Scaling linalg ops

While working on linear inverse and matrix determinant problems, I’ve found that some of pytorch’s matrix factorization algorithms scale well to “batch” mode (i.e. batches of matrices vs. single matrices) and others do not. It would be useful to have this documented somewhere for users, or at least some general information on what to expect.

My findings so far:

  1. Cholesky factorization scales well to batch (although only applicable for sym PD matrices)
  2. LU factorization scales well to batch (e.g., torch.solve, torch.linalg.solve)
  3. Symmetric eigendecomposition does not scale to batch (neither torch.symeig(*, eigenvectors=True) nor torch.linalg.eigh)
  4. QR factorization does not scale to batch (neither torch.qr nor torch.linalg.qr)
  5. torch.lstsq has no batch implementation (I believe this uses QR under the hood?)

Other thoughts:

A) LDL factorization
I can’t find an implementation of LDL factorization or LDL-based solvers. This is usually the 2nd-best choice after Cholesky for sym matrices (i.e. when they are not PD). It would be great to see an implementation in the future.
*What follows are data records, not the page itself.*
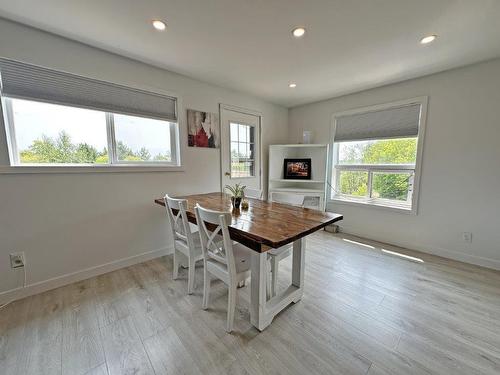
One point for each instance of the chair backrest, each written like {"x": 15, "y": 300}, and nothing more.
{"x": 287, "y": 198}
{"x": 212, "y": 248}
{"x": 178, "y": 220}
{"x": 253, "y": 193}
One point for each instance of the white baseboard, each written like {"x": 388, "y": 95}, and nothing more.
{"x": 58, "y": 281}
{"x": 429, "y": 249}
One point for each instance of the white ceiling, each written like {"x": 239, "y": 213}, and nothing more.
{"x": 350, "y": 45}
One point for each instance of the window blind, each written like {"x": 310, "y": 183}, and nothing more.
{"x": 26, "y": 81}
{"x": 386, "y": 123}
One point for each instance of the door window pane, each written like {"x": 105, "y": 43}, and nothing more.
{"x": 142, "y": 139}
{"x": 354, "y": 183}
{"x": 242, "y": 146}
{"x": 56, "y": 134}
{"x": 395, "y": 186}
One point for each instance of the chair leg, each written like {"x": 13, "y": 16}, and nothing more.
{"x": 191, "y": 269}
{"x": 274, "y": 270}
{"x": 206, "y": 288}
{"x": 231, "y": 306}
{"x": 268, "y": 280}
{"x": 175, "y": 273}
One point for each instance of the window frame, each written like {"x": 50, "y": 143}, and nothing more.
{"x": 114, "y": 165}
{"x": 252, "y": 127}
{"x": 334, "y": 168}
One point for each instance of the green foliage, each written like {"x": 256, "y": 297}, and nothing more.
{"x": 63, "y": 150}
{"x": 237, "y": 190}
{"x": 353, "y": 183}
{"x": 385, "y": 185}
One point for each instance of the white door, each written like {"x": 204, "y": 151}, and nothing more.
{"x": 240, "y": 148}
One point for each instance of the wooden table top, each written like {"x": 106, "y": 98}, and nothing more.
{"x": 264, "y": 225}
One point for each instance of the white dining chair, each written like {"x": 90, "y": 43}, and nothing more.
{"x": 225, "y": 260}
{"x": 276, "y": 255}
{"x": 253, "y": 193}
{"x": 186, "y": 243}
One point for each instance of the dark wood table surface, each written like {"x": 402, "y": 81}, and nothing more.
{"x": 264, "y": 225}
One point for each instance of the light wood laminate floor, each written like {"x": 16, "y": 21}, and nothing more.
{"x": 364, "y": 311}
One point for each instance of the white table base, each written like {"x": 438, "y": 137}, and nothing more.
{"x": 262, "y": 312}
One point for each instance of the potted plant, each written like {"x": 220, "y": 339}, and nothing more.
{"x": 237, "y": 193}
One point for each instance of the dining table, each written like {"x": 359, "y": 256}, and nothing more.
{"x": 263, "y": 226}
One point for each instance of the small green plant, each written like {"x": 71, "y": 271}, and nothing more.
{"x": 236, "y": 191}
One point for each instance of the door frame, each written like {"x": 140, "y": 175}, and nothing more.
{"x": 244, "y": 111}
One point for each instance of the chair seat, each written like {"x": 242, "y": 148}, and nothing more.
{"x": 241, "y": 258}
{"x": 198, "y": 253}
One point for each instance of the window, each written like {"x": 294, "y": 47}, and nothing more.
{"x": 54, "y": 118}
{"x": 376, "y": 154}
{"x": 52, "y": 134}
{"x": 242, "y": 150}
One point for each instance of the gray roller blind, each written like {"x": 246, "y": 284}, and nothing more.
{"x": 26, "y": 81}
{"x": 387, "y": 123}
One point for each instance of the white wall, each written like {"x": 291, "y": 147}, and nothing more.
{"x": 460, "y": 181}
{"x": 66, "y": 223}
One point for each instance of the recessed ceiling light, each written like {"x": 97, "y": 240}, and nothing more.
{"x": 298, "y": 32}
{"x": 159, "y": 25}
{"x": 428, "y": 39}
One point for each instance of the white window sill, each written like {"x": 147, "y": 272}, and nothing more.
{"x": 375, "y": 203}
{"x": 85, "y": 168}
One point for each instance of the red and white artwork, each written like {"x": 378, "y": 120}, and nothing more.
{"x": 203, "y": 129}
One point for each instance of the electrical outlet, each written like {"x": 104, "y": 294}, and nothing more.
{"x": 467, "y": 236}
{"x": 17, "y": 260}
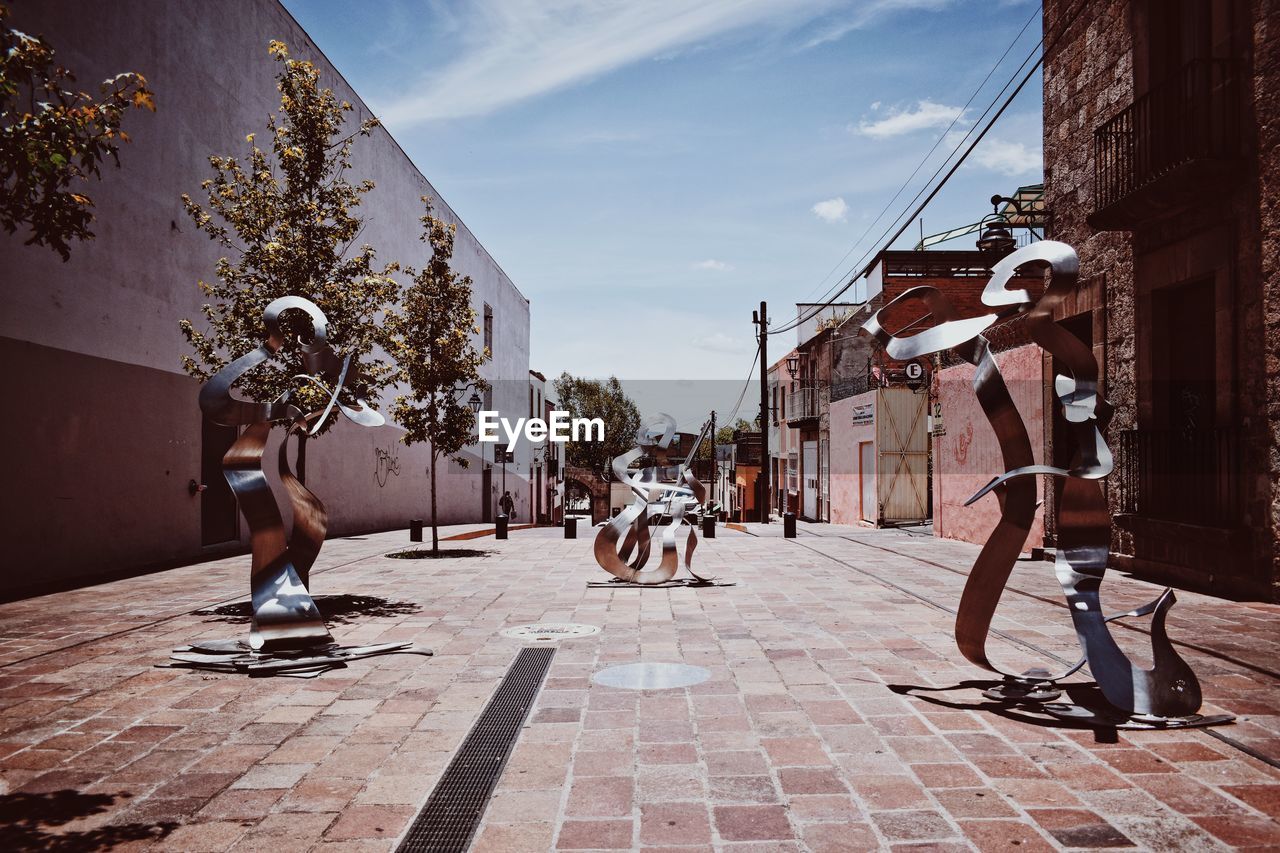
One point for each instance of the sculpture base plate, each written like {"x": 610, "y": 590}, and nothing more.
{"x": 1032, "y": 685}
{"x": 1116, "y": 719}
{"x": 236, "y": 656}
{"x": 1015, "y": 690}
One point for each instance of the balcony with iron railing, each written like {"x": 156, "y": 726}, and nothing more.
{"x": 1184, "y": 477}
{"x": 1170, "y": 146}
{"x": 804, "y": 407}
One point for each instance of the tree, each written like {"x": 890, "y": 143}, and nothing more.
{"x": 287, "y": 218}
{"x": 603, "y": 398}
{"x": 432, "y": 340}
{"x": 53, "y": 138}
{"x": 725, "y": 436}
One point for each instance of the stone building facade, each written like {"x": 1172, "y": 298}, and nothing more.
{"x": 112, "y": 443}
{"x": 1161, "y": 149}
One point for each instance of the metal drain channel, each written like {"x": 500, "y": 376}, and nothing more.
{"x": 455, "y": 808}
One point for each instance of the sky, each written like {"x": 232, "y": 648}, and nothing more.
{"x": 647, "y": 172}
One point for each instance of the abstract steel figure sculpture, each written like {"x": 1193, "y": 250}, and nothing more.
{"x": 284, "y": 614}
{"x": 1168, "y": 694}
{"x": 675, "y": 487}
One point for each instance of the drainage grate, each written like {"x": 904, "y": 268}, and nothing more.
{"x": 453, "y": 811}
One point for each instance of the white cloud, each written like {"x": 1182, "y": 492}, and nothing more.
{"x": 512, "y": 50}
{"x": 865, "y": 14}
{"x": 1009, "y": 158}
{"x": 831, "y": 210}
{"x": 927, "y": 114}
{"x": 721, "y": 342}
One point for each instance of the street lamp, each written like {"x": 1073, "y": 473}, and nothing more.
{"x": 996, "y": 240}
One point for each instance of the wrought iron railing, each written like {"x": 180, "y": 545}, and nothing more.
{"x": 1178, "y": 475}
{"x": 1193, "y": 115}
{"x": 803, "y": 404}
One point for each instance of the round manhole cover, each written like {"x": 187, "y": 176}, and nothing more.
{"x": 551, "y": 632}
{"x": 652, "y": 676}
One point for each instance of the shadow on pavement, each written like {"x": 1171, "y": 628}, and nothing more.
{"x": 27, "y": 822}
{"x": 337, "y": 610}
{"x": 1087, "y": 696}
{"x": 443, "y": 553}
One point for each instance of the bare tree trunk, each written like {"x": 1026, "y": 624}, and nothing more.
{"x": 435, "y": 538}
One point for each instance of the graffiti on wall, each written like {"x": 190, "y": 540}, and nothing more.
{"x": 385, "y": 465}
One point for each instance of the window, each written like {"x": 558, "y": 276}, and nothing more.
{"x": 488, "y": 328}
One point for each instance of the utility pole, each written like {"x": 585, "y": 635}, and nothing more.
{"x": 714, "y": 461}
{"x": 762, "y": 320}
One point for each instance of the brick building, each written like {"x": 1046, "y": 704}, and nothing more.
{"x": 1160, "y": 164}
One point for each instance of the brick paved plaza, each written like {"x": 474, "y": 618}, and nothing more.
{"x": 803, "y": 738}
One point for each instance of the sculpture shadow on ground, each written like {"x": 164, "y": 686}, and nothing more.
{"x": 28, "y": 821}
{"x": 443, "y": 553}
{"x": 1084, "y": 694}
{"x": 338, "y": 610}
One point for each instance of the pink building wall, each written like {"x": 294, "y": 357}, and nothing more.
{"x": 968, "y": 456}
{"x": 845, "y": 474}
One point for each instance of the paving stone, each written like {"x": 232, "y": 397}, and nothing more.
{"x": 594, "y": 835}
{"x": 798, "y": 742}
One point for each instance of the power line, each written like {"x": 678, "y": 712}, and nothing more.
{"x": 745, "y": 386}
{"x": 912, "y": 217}
{"x": 936, "y": 144}
{"x": 1040, "y": 62}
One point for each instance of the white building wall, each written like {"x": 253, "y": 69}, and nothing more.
{"x": 106, "y": 420}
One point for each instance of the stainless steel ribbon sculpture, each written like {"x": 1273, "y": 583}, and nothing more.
{"x": 284, "y": 614}
{"x": 1169, "y": 694}
{"x": 624, "y": 543}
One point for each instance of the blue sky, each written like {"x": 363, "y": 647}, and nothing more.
{"x": 647, "y": 172}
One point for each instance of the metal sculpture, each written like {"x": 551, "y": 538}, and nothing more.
{"x": 1166, "y": 696}
{"x": 287, "y": 632}
{"x": 624, "y": 543}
B) Least-squares and least-norm
Currently torch.lstsq has no batch implementation. Given that Cholesky scales so well, it would make sense to offer a Cholesky-based method that solves A^T A x = A^T b (with diagonal Tikhonov regularization for the least-norm case of m < n). This is a classical approach in the literature.

In general what I mean by “scale well” is that the algorithm scales in constant time, as though all batch entries were run in parallel, vs. linear time, as though they were run sequentially.